On June 8, 1984, the American supernatural comedy film was released in theaters across the United States, combining science fiction, horror, and late-night sketch-comedy humor.
The original idea first came to Dan Aykroyd, the co-writer, who spent a very “ghostly” life with his family. Being raised around spiritualists and psychic researchers gave him the idea of wanting to mix real ghost stories with the styles of 1930s ghost comedies.
He
originally wrote the script as a movie, with himself and John Belushi as the stars. In the draft the characters traveled through different dimensions to fight ghosts. But sadly, Belushi died, and the script was put aside until Aykroyd decided to show it to director Ivan Reitman.
Reitman liked the idea of ghost-catching, but traveling through space and time was a bit too expensive to film, so he suggested changing the story.
Aykroyd, with Harold Ramis, started the rewriting. They moved the story to New York, ditched the traveling through dimensions idea, and the three, Bill Murray, Raymond Stantz, and Ramis, became the Ghostbusters team who, after losing their jobs, would start a catching-ghosts business and save the whole city.

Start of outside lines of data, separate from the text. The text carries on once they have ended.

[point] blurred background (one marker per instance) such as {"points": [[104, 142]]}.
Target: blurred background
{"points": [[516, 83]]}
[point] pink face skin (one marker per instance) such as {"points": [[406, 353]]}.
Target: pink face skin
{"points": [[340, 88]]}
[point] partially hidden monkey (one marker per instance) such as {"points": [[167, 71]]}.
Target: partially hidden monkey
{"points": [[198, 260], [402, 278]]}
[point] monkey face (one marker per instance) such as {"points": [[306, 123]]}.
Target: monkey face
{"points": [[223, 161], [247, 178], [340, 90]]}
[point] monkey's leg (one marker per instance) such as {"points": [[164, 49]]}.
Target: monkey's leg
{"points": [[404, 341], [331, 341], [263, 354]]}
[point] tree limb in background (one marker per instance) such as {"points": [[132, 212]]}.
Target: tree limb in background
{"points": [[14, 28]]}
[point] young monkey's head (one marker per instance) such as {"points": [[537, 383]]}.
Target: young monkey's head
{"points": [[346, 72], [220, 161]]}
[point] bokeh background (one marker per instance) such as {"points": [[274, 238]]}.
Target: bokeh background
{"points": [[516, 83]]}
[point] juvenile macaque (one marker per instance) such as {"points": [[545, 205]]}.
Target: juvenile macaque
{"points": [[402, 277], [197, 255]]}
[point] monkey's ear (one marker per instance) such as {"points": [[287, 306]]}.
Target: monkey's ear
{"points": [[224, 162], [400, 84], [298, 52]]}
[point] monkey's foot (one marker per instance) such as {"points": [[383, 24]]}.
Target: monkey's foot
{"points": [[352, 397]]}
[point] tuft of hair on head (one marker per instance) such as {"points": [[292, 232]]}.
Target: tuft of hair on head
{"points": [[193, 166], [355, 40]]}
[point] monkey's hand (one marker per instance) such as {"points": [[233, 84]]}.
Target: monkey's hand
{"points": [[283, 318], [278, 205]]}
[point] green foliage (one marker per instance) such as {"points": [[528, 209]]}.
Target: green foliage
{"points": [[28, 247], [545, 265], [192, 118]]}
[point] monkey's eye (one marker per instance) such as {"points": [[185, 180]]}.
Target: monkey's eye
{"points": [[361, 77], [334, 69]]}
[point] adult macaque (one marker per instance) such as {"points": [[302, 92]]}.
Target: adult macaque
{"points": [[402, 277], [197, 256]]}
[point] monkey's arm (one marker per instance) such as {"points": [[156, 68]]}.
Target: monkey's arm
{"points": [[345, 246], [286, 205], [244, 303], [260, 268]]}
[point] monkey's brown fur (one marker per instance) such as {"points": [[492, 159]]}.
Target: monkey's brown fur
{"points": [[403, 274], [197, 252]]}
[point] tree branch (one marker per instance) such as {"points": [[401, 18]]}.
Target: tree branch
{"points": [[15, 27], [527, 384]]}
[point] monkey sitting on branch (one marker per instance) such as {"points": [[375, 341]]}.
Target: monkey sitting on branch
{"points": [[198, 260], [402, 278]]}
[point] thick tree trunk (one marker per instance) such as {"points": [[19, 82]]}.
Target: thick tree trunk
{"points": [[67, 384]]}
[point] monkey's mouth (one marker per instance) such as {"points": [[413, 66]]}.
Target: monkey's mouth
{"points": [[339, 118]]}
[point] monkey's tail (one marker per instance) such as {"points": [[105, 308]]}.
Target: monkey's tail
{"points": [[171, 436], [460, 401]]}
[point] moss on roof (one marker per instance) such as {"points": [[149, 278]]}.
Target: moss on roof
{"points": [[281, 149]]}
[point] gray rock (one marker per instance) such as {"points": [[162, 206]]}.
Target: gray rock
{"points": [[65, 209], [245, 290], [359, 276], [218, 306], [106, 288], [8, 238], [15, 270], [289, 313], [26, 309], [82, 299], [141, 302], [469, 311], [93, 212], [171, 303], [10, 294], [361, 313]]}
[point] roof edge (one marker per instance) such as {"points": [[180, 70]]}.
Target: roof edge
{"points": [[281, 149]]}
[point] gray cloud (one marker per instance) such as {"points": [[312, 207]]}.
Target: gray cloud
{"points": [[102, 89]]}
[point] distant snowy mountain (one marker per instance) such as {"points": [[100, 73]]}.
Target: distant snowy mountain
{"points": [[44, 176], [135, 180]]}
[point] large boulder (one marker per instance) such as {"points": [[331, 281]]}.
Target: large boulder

Reitman was so excited to pitch the idea even before it was finished, asking for a $30 million budget, which was a lot for a comedy at the time. Columbia Pictures agreed, but they gave them only
13 months to write the script and finish the entire movie.
Critics doubted that special effects would ruin the comedy, but Ghostbusters was a giant success. It grossed $229 million at the domestic box office.
The movie’s famous
theme song, written and performed by Ray Parker, Jr., spent three weeks at the top of the Billboard Hot 100 chart.